The stock of pitching prospects tends to be even more fluid than position players because there are so many different ways to take that next step. A pitcher can improve his command, add a new pitch, add velocity, improve his secondaries or a little bit of everything. The point being, there are a lot of candidates who could explode this season. Here are some of my favorites.
Drey Jameson – RHP – Arizona Diamondbacks
The 34th overall selection in 2019’s MLB Draft, Jameson struggled with command a bit in his very brief pro debut in 2019, but looked the part of a top 100 prospect in many outings last year. Jameson’s fastball ticked up to 96-98 mph with a ton of life.
The 24-year-old gets plenty of swings and misses up in the zone on the pitch, but also freezes a ton of hitters at the knees thanks to the lack of vertical drop. Jameson struggled at times to hit his spots with the heater which resulted in a bit of susceptibility to the long ball though Jameson has improved mightily with his overall control.
The former Ball State Cardinal has a pair of nasty breaking balls that he deploys as well. The slider boasts sharp and late bite in the 85-87 mph range and Jameson locates the offering well to his glove side. Jameson’s sweeping curveball is a bit more devastating break wise and as a result, he struggles to command the pitch as well as his slider.
Jameson will also mix in a changeup which is his distant fourth pitch. The offering can get a bit firm on him though it flashes average. With a plus heater and two above average to plus breaking balls, there is plenty to like here with Jameson. If the right-hander’s changeup can even progress to average and or his command improves a tick, expect Jameson to light up the K column next season.
Dax Fulton – LHP – Miami Marlins
A second round pick in Miami’s loaded 2020 draft class of pitchers, Fulton was on the mend from Tommy John surgery when he heard his name called. Standing at a towering 6-foot-7, 230 pounds, Fulton has a ton of projection in him and already exciting stuff.
The southpaw’s fastball sat 92-94 mph in his return from TJ last season, though the Marlins believe there is plenty more velocity in the tank. Even in the low 90s, Fulton’s fastball gets in on hitters quickly thanks to its high spin and the extension he creates.
Fulton’s calling card is his 1-7 breaking ball which is a good swing and miss pitch to both lefties and righties. A big focus for Fulton has been his changeup and he showed progress in that regard as the season went on. The 20-year-old has an above average three pitch mix and now with his surgery and first professional season in the rearview mirror, watch out for the tall left-hander to take it to the next level next year.
Gavin Williams – RHP – Cleveland Guardians
Not quite as much of a “breakout” candidate given the fact that he was drafted 23rd overall in last year’s draft, Williams makes the list because I think he is going to exceed expectations from the jump.

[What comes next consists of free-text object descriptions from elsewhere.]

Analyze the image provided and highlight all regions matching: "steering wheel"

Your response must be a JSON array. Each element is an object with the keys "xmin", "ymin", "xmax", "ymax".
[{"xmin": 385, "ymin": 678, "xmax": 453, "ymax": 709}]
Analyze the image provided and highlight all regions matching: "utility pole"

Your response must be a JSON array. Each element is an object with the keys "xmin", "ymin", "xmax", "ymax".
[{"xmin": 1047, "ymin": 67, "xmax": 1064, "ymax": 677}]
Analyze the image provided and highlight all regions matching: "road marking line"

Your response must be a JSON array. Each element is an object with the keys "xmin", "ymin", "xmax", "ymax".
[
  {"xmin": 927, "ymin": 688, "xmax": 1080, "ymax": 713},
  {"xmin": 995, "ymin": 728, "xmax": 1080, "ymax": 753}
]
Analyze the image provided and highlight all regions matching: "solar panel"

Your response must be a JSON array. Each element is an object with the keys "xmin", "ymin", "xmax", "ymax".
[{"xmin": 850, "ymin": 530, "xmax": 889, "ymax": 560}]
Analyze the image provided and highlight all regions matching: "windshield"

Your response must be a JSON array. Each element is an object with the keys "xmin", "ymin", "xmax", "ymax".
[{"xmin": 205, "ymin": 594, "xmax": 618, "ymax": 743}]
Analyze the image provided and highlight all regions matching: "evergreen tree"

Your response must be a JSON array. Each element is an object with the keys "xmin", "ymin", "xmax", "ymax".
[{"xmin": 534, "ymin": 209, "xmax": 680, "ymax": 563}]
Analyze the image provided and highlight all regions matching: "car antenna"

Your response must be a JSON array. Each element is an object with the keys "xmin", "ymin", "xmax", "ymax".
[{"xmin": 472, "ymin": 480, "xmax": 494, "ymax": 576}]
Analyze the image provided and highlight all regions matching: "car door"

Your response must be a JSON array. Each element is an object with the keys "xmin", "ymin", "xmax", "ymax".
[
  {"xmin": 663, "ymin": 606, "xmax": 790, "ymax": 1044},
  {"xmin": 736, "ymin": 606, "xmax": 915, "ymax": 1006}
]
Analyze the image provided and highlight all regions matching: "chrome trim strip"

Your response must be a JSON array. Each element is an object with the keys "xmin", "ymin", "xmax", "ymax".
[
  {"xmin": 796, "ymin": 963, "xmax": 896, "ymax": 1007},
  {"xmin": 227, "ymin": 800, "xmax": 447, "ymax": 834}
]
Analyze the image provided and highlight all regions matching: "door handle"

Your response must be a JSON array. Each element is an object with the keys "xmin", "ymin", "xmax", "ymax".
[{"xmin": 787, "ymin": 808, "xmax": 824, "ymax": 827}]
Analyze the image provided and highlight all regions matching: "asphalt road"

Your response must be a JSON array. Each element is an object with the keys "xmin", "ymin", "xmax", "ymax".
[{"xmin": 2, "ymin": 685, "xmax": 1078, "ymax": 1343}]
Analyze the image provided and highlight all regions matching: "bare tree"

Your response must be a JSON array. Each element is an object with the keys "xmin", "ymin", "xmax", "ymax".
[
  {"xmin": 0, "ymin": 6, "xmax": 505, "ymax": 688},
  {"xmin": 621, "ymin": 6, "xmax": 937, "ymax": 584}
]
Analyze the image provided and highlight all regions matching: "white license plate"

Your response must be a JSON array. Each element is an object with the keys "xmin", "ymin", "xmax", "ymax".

The former East Carolina Pirate really shot up draft boards after matching Kumar Rocker in the Super Regional while sitting in the upper 90s. Williams was lights out all season for ECU, punching out more than 14 batters per nine while only walking a little over two.
On top of his plus plus heater, the 6-foot-6 right-hander possesses a plus curveball, above average slider and average changeup. Williams’ curveball has big time 11-5 break that just dives under barrels while his less devastating slider is spotted well enough to help it play up. I expect Williams to overpower hitters in the lower levels and find his way in Double-A as quickly as anyone in the draft class not named Jack Leiter.
Gavin Stone/Nick Nastrini – RHP – Los Angeles Dodgers
It is only natural that the Dodgers give us a pair of exciting right-handers given their absurd ability to identify and develop talent. Starting with Gavin Stone, the Central Arkansas product has shown a lot of promise in the early going of his professional career. Stone possesses a mid 90s fastball along with an above average slider in the upper 80s and above average changeup which has a chance to be his best offering.
Nick Nastrini is less likely to stick in a rotation, however his stuff stacks up with just about anyone in the minors. The 22-year-old’s fastball sits 96-98 mph and his big power curve with 12-6 break is on the verge of unhittable. A fourth round pick in last year’s draft, Nastrini struck out an unfathomable 30 batters in just 13 innings (that’s 20.77 K/9 if you’re wondering).
Command was a major issue for Nastrini at UCLA, in fact, it was probably the only thing that kept him outside of the top two rounds. To put in perspective just how highly the Dodgers regard Nastrini’s stuff, they took him in the fourth round despite his 38 walks in 31 1/3 innings. The Dodgers bet on their ability to develop and I’m going to do the same here by putting him on our breakout list.